Maybe it's the funny "not quite right" way they hold/smoke their cigarettes.
No matter. That's the best movie about MEAT sense this one, easily.
I think that even won out over the last few horror movies I saw.
wow...
Heh, that also is awesome. The first half of the soundtrack sounds like it could be hamster controlled.
Yeah, that's another great clip, I found it way back. Beauty kit for little girls (is that what it was called?) was great, too.
That's the best movie about MEAT sense this one, easily
I dunno, the video for Salami Fever gets some bonus points for bacon-apparel, martial arts, weirdness, and being on the Emporer Norton label.
Hey, suck it up, alien snobs. Your ancestors were built by thinking meat.
I think you've managed to completely miss the point of the story.
OK, I guess you got something very different from it than I did - could you shed some light on what I'm missing?
I, to my eternal annoyance, am not the energetically self-destructive hand, but carbon-based thinking machines are probably not the only implementation route for self-awareness. Silicon appeared (when the story was written, and appears still) to be a real alternative.
I am sure that meat is not the only thing you can build a thinking machine from. And I think it's very likely, in fact, that our cultural grandchildren who explore the universe will not be made from meat, and that the intelligences they meet on the way won't be either. But I think that the only sort of intelligence that can arise from cosmic dust without intelligent intervention will be the sort that's made from something that's evolved - something more like meat than like computers.
Thus my remark: these aliens may not be meat, and they may have been made by non-meat intelligences, but somewhere in their distant past meat made their ancestors.
I think the point of the story is that they were not, in fact, built by meat at any point. They even mention multiple other life forms that weren't meat.

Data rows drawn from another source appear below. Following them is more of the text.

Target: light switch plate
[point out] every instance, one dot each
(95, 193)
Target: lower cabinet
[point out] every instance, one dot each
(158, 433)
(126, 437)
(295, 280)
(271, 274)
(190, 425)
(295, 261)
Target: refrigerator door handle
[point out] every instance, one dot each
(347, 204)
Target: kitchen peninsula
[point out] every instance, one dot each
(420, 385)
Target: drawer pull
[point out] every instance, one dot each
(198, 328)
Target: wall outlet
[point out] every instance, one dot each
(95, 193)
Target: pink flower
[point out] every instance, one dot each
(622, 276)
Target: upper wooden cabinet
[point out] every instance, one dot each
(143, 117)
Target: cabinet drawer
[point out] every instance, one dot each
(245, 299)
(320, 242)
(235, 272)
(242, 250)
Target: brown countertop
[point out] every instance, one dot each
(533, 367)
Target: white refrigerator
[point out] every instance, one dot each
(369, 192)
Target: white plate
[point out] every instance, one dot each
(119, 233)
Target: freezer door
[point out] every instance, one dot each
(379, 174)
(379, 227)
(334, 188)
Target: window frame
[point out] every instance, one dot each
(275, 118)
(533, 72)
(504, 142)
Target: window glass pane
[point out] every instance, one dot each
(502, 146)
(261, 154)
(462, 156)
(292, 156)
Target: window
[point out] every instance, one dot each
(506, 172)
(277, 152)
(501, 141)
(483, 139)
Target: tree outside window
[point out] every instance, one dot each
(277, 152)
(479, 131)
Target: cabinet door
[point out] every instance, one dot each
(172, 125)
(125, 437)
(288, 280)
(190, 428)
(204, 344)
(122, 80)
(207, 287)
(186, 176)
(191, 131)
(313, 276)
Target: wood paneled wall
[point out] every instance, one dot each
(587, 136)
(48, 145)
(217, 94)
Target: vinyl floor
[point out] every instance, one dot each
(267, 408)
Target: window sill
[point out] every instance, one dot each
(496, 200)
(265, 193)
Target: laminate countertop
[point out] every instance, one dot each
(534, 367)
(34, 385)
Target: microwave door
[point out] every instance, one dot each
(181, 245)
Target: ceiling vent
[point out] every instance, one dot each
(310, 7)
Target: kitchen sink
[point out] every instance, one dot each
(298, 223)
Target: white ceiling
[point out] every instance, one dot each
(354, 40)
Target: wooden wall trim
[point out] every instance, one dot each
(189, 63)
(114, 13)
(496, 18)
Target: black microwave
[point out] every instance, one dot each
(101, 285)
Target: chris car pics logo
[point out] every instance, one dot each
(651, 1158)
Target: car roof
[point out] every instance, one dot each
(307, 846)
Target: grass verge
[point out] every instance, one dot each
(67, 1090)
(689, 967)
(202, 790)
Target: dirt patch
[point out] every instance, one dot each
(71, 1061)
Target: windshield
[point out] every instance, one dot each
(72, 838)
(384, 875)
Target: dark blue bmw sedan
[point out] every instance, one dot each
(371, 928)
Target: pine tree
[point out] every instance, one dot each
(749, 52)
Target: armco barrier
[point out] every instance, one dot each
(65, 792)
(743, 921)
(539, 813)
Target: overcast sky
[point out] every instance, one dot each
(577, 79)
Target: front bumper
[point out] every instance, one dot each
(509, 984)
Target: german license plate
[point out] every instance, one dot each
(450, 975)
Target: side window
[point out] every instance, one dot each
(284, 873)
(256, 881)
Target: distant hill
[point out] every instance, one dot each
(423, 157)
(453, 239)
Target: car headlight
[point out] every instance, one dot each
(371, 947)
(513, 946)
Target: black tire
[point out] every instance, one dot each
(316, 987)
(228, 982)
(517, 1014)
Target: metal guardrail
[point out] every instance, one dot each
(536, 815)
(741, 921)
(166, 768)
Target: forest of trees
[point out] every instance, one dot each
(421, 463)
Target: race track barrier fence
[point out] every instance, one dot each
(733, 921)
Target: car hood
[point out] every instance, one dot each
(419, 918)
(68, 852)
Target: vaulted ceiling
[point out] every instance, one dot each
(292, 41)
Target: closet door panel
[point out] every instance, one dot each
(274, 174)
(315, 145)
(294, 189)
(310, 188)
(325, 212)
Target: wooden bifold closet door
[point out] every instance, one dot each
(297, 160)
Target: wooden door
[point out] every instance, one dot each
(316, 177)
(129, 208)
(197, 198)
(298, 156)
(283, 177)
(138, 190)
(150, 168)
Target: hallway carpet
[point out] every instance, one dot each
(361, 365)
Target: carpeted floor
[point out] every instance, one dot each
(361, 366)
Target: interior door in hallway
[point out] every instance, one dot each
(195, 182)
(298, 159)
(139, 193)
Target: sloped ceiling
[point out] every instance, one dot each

In the real world, sure, it's not very likely that anything can skip the meat stage of evolution. Then again, we don't know a lot about the real world.
"Your ancestors were built by thinking meat."
That's a provincial attitude. As if meat were the only thing that could evolve sentience.
Pretty good, for a meat product.
I think it was a good choice to remove the point about isolation at the end of the story from the adaptation - it wouldn't have fit with the way they were portraying the other diner patrons as curiosities.
Also they seem rather uncomfortable, with the weird meat-patrons doing their thing all around them.
The end of the story feels like chatter - not something they'd do sitting incognito in a diner.
Actually, I'd really like to see all of the award-winners.
But other than this one, none of the others are online.
Is there some sort of indie short-film cash cow that they're going to miss out on if people can download the stuff? Are they just incensed at the idea of people "disrespecting their intellectual property"?
"Is there some sort of indie short-film cash cow that they're going to miss out on if people can download the stuff?"
yes.
a scrawny, malnourished, prion infected one, but it does moo.
Also, it has the guy from "Cash Cab". I kept expecting the ceiling to light up.
THAT'S Who he was, I couldn't place the face but I knew I recognized him.